The British collector I corresponded with described these bottles as "flint glass" and could not rule out a British origin.  The French used colorless or aqua glass early on; but, I am unaware of the 19th Century glass tradition in Italy.  Do you have a source you can share, Andy?
------Harry Pristis


----------



## andy volkerts (Jun 1, 2016)

Not really I have just seen old Roman glass and it was aqua in color so I figured they could be Italian or French, mostly because those two cultures used more sauces and oils than a lot of others......Andy


----------



## andy volkerts (Jun 1, 2016)

I disagree on the Flint Glass as Flint Glass was clear in color almost crystal clear if memory serves me right........Andy


----------



## Harry Pristis (Jun 1, 2016)

Yes, Andy, that has been my understanding too.
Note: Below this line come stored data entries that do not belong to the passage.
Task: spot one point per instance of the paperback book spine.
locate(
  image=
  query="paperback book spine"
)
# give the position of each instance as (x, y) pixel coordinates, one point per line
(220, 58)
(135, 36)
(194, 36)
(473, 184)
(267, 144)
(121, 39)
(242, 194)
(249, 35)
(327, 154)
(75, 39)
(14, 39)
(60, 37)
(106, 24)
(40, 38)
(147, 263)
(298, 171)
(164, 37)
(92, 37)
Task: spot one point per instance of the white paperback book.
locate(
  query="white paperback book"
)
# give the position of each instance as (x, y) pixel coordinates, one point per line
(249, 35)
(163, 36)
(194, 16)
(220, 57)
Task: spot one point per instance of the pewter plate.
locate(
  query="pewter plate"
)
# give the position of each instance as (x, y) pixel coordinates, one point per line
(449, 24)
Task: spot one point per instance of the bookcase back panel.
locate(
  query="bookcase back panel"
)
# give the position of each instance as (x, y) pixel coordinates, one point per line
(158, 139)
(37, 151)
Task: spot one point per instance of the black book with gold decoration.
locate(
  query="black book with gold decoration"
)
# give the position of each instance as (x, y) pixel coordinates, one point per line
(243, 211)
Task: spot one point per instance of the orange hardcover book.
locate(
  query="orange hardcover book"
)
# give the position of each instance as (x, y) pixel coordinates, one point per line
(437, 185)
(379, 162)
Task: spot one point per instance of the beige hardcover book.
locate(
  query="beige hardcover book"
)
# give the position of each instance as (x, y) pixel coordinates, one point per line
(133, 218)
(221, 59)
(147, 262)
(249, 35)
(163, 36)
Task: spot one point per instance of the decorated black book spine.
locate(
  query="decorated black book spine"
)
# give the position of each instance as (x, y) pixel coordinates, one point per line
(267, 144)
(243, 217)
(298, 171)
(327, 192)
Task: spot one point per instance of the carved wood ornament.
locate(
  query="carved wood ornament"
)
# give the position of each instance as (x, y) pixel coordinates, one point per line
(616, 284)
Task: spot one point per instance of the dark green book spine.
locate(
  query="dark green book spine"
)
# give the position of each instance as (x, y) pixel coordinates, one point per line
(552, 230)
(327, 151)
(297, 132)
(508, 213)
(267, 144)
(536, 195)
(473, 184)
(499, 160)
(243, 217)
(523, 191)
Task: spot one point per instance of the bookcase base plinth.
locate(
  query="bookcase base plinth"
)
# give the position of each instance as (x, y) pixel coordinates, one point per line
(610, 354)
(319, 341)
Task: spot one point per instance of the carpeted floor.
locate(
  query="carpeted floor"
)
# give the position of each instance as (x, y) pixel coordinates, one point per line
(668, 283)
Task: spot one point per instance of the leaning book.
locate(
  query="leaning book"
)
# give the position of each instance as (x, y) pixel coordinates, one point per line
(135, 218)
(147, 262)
Less iron in crushed flint than in sand, so less color in the resulting glass.  The Brit was working from images, so color is iffy.

Do you have a source for info on Italian glass?


----------



## andy volkerts (Jun 4, 2016)

Not really, I was in our public library once and saw a book on ancient roman glass, and thought that some of the bottles and glassware shown was pretty darn good for being made many hundreds of years ago, I wish I could remember the books title, seems to me it was  glass blowing techniques of ancient Rome or something similar.....Andy


----------



## Harry Pristis (Jun 7, 2016)

I was curious about "flint" glass, so I checked Wikipedia:
_With respect to glass, the term flint derives from the flint nodules found in the chalk deposits of southeast England that were used as a source of high purity silica by George Ravenscroft, c. 1662, to produce a potash lead glass that was the precursor to English lead crystal.
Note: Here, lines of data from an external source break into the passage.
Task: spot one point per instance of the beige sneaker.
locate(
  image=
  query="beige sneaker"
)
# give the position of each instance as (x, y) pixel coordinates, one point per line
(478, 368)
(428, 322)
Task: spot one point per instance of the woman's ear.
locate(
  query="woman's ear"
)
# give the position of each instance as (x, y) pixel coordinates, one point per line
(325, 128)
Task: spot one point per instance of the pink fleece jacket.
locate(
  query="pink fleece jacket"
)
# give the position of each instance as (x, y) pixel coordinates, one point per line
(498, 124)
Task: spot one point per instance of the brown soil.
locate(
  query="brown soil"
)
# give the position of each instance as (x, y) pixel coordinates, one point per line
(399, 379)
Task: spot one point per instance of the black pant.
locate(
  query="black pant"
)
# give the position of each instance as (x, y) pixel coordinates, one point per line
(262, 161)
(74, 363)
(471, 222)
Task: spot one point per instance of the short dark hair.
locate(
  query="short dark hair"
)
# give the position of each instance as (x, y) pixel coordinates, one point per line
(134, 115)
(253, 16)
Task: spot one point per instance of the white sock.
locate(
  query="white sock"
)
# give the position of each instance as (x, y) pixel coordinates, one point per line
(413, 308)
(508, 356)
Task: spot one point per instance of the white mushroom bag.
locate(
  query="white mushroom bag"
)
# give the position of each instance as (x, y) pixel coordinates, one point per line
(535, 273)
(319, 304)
Traditionally, flint glasses were lead glasses containing around 4–60% lead(II) oxide; however, the manufacture and disposal of these glasses were sources of pollution. In many modern flint glasses, lead oxides are replaced with other metal oxides such as titanium dioxide and zirconium dioxide without significantly altering the optical properties of the glass.
_


----------



## glass man (Jun 8, 2016)

What ever they were used for..they are cool!!! JAMIE


----------